I have worked very hard for the past 3 years, not earning a dime, learning my craft (market speculation or trading) more and more. I have always prayed for help, guidance and really have struggled with my family supporting me all along the way, they have been nothing but supportive. Before I got into this business I read articles about a guy that has achieved the success I have always wanted to reach. His interviews and articles is what really helped me leave my former job to pursue this on my own. I was fortunate enough the develop a friendship with him over the past 3 years, which I have learned a lot from and given me inspiration to keep going and learning.
These past few months have been very tough. I have a 4 month old baby who has really changed my perspective on my life. I continued to pray for help and guidance on what I should be doing, continue this career or leave it and go to something more stable. Of course I would prefer to continue this as its my real passion, but I felt like I needed someone in my corner to continue this. I asked God for help, for someone to come into my life at this point to help me along this journey. Well, God has listened and the person that inspired me years ago to get into this business has offered his help, inviting me to join him in his office (versus just email correspondence).

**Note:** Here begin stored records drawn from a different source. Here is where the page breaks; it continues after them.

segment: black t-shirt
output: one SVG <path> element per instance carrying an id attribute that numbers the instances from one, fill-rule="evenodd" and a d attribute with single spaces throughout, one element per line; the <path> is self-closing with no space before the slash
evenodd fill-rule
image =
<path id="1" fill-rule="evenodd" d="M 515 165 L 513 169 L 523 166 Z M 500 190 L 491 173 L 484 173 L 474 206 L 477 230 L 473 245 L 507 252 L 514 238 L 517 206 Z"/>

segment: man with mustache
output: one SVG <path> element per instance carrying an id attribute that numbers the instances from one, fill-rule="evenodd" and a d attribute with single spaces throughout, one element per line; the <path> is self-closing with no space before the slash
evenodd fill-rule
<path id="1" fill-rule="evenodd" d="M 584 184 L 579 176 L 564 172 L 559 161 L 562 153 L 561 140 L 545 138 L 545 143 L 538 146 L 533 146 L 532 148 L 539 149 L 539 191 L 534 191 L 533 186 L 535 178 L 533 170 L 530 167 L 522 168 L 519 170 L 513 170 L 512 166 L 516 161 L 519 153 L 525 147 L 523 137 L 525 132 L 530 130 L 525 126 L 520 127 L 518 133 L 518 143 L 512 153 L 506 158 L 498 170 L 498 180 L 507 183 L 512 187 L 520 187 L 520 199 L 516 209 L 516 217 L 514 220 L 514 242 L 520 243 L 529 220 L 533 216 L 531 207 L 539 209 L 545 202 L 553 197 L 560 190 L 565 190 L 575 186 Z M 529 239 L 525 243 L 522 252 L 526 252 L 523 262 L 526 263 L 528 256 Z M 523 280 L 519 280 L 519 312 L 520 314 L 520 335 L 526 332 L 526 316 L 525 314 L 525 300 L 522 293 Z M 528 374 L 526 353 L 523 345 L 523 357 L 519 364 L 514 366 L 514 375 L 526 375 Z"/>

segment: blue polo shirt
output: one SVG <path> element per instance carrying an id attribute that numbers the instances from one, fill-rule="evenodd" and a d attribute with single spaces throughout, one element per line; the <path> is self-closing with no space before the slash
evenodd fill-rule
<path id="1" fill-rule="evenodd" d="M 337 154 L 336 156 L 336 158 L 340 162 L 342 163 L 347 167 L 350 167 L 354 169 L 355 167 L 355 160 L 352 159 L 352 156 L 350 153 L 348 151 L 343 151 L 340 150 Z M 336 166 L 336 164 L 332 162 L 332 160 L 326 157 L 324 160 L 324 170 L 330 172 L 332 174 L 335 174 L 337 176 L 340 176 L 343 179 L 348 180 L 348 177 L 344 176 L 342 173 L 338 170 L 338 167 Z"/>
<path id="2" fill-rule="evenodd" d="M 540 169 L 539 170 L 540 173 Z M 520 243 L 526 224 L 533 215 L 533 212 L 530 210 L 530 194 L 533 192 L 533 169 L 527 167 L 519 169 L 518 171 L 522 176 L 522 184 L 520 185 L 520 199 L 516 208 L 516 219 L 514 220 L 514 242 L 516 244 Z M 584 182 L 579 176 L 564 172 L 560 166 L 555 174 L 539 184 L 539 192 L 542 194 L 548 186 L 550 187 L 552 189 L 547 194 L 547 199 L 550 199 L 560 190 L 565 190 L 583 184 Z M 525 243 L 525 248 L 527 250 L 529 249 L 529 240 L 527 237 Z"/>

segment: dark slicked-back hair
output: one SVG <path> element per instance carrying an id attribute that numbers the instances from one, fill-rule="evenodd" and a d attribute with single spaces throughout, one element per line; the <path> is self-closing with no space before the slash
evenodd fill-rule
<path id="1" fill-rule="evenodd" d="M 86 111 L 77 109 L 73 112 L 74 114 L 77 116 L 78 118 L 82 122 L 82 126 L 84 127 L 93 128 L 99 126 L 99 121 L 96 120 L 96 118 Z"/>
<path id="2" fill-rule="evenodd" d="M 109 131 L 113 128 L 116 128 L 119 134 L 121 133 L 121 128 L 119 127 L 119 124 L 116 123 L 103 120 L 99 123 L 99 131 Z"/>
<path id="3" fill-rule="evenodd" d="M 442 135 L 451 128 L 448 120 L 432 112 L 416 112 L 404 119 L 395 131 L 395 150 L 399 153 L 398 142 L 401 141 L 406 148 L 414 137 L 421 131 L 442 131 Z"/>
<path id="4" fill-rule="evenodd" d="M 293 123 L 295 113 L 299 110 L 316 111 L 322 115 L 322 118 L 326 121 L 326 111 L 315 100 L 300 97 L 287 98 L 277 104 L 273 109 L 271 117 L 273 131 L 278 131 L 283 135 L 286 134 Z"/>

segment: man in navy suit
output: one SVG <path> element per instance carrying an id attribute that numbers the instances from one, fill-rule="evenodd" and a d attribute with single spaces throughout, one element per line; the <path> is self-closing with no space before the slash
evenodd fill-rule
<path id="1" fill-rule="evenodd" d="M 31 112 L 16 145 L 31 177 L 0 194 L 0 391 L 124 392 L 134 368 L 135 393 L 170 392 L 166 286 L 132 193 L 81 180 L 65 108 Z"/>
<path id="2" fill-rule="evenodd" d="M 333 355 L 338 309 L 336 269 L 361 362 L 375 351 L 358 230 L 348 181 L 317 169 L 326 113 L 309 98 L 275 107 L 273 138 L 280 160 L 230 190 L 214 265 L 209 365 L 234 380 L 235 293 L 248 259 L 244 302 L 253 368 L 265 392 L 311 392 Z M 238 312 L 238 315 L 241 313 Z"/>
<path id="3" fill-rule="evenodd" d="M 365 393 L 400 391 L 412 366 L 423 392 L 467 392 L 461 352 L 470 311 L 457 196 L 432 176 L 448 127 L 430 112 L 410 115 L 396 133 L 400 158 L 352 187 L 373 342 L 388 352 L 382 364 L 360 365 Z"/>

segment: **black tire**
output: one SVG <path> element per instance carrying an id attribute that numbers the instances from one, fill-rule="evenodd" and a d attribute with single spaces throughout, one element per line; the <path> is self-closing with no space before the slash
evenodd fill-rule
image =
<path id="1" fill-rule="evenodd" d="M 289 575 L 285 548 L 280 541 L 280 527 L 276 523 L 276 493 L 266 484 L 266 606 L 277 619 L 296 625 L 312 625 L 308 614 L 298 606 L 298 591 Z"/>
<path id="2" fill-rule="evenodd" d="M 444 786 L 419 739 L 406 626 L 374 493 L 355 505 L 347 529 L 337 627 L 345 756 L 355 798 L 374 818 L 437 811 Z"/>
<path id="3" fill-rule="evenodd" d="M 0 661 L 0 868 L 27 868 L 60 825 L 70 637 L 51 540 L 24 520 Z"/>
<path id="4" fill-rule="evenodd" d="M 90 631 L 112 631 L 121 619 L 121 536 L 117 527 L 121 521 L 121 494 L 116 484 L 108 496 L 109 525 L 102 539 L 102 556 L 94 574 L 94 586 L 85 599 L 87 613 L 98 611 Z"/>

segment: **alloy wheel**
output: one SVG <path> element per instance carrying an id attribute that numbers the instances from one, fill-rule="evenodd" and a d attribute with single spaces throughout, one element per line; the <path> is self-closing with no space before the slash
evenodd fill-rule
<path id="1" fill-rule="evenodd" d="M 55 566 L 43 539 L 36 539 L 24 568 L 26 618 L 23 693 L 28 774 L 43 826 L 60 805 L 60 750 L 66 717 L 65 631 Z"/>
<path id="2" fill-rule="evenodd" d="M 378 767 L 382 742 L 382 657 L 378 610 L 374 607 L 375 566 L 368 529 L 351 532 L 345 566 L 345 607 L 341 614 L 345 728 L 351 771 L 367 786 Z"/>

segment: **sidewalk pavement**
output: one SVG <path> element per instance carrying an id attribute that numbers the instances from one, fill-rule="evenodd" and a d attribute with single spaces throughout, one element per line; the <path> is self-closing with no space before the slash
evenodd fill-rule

This is an opportunity very few people get, and I’m taken aback by this, and since have gotten this been overly emotional about it, not sure why. Most of my life I have had to really fight for things, and this is something that usually doesn’t happen to me. My wife is very supportive and couldn’t be happier, I on the other hand am really torn about this. We would have to sell our home(Chicago), move to a place I’m not familiar with (NYC), take my little girl further away from her grandparents for this. I plan on visiting him in a few weeks, and I am praying for help making this decision as this will be the biggest risk I have ever taken and I do not want to endanger my family by my decision. If anyone can suggest some prayers I would be grateful.